The performance itself was fascinating. I kept in mind that this was an old art, that first came to prominence in a more conservative era. With that said, the dresses of the female dancers were clearly designed to be titillating, the moves provocative. And even the male dancers simply wore a tight leotard on bottom (so tight that it etched the butt cheeks) and a clearly stuffed cod-piece. Not all the dancers were professional, some were a bit young and wobbly. But when a group of ballet dancers got into a synchronized movement there was something highly mesmerizing about it. Almost as if a group of flowers , lacking words, had animated themselves on stage and began to try to communicate with symbolic movements. Hands arched, bodies twisted, all conveying some sort of narrative that went beyond words. It was truly art, movement for no logical reason; half way between a vigorously abstract dream and the dawn of functional reality. My friend was amazingly talented too. Dancing as if she was putting no effort into it, each move perfectly executed like a robotic feather. It was amazing.
Saturday, July 18, 2009
odd people
I live on the Yamanote train line. I see people rush to get on the train, running full force. And if they miss the train a dark cloud crosses their faces, as if they failed at life. Come on people, the trains on the Yamanote line come litterally every three minutes! Missing a train is no big deal.

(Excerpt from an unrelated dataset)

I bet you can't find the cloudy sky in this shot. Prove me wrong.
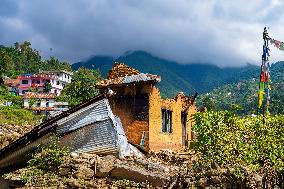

Sometimes people get mad at me for things I have no possible way to change. I was drinking with a Japanese friend and she started to get upset because I was genetically American. Genetics are something that are fixed in stone. Get angry about it all you want, but its not gonna change.
Often when I'm in a public restroom stall people come up and knock on the door to 'check' if I'm inside. How could the stall be closed and locked if I wasnt inside? Don't get it, but I guess maybe they are saying hurry up. But I still think its odd.
Friday, July 10, 2009
switched on
I've mentioned in to my friends, and in a few other places online, but it's bubbled to the top here too--- my broken camera is inspiring! Because the display is broken, I treat it something like a cheap holga film camera. I just point and shoot a few random shots each day. I usually end up with random blurry crud, but sometimes I get shots that are more exciting in their random framing. I also get more excitement from it than a normal digital camera. I have to wait until I get home and put the SD card in the SD card reader, excited to see what I ended up with. Because of this I have 73 new photos on my photo album site. And it's only going to grow, I've been inspired by most of what I see around me. Almost as if I am surrounded by a whimsical sober melancholy.